“It is very important to me that my ideas be understood. It is not as important that I be understood” - Gil Scott-Heron
What I find immensely frustrating is people missing my point then hyper-focusing on that missed point. That reeks of disrespect during what would otherwise be meaningful exchanges, my friend.
Perhaps my short height beacons like a call for help hence all men within range clamor over themselves to give me advice and talk down to me.
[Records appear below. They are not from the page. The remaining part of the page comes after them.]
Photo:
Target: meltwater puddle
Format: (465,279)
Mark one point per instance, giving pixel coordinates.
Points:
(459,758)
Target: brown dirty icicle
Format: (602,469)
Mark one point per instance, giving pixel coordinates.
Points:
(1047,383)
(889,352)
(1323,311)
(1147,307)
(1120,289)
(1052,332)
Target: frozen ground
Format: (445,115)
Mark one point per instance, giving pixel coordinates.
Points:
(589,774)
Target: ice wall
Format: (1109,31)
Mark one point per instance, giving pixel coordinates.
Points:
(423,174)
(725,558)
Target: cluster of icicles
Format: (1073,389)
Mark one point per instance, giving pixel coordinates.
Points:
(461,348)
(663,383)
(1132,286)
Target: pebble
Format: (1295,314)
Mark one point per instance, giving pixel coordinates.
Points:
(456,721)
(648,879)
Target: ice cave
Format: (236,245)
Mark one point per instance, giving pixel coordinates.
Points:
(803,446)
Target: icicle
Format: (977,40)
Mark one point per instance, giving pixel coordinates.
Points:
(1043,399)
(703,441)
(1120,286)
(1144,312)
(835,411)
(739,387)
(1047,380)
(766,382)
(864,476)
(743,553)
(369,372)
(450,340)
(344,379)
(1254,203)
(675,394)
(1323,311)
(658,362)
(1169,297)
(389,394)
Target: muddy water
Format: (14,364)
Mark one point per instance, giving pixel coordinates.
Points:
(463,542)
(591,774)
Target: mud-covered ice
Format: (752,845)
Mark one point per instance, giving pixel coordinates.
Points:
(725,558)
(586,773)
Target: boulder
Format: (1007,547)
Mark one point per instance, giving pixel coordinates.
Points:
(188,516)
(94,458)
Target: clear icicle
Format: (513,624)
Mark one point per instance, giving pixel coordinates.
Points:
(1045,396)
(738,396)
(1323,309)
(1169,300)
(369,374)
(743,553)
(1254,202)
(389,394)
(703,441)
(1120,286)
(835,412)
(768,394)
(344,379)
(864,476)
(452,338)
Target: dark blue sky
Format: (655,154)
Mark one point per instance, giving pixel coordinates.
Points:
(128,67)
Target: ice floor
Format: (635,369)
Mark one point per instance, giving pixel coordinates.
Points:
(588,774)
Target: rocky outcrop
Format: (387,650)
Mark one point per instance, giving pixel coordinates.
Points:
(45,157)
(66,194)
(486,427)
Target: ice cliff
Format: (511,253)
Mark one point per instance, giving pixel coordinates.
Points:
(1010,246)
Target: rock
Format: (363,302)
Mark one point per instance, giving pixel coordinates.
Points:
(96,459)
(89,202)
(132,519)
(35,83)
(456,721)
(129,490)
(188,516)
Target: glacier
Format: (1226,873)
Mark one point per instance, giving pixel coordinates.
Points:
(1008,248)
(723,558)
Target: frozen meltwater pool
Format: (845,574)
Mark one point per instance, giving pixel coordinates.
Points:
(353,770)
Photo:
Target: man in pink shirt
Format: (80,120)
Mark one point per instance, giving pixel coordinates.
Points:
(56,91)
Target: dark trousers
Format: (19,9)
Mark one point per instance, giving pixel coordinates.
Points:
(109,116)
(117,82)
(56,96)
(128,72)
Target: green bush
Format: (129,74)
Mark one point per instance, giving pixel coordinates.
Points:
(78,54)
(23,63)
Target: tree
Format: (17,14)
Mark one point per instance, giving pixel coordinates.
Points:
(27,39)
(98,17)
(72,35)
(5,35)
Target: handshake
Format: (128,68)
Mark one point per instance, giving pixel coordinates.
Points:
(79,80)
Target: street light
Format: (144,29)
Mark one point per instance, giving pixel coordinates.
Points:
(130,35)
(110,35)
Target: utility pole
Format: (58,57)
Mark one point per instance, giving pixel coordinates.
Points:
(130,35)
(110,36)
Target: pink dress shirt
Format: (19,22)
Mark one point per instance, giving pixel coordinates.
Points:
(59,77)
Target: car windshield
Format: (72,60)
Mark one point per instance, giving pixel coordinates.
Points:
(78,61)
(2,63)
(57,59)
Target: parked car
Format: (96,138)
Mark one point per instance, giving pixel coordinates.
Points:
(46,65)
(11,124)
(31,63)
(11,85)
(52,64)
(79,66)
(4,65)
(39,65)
If height was indeed proportional to competence, then I’m afraid to inform many of you of your severe underperformance.
I wonder if it is the envy of liberation, intellectual freedom, artistic authenticity or spiritual maturity that disturbs others enough to lecture without prompt, impose narrow perspectives and dead ideologies, and project immature insecurities.
They are anxious about my behaviors and motivations. They endure shame and fear - on my behalf - over my thoughts and actions. The Eyes linger on my work for cracks to pour unwanted opinion into.
And in this way, they undermine my discipline, craft and growth. They trigger violent responses by insulting my intelligence. They impede a walk that which is my birthright. While they do not, cannot, know my pain, grief and trauma; my history, my burdens. Neither my ecstasy, imagination nor cunning.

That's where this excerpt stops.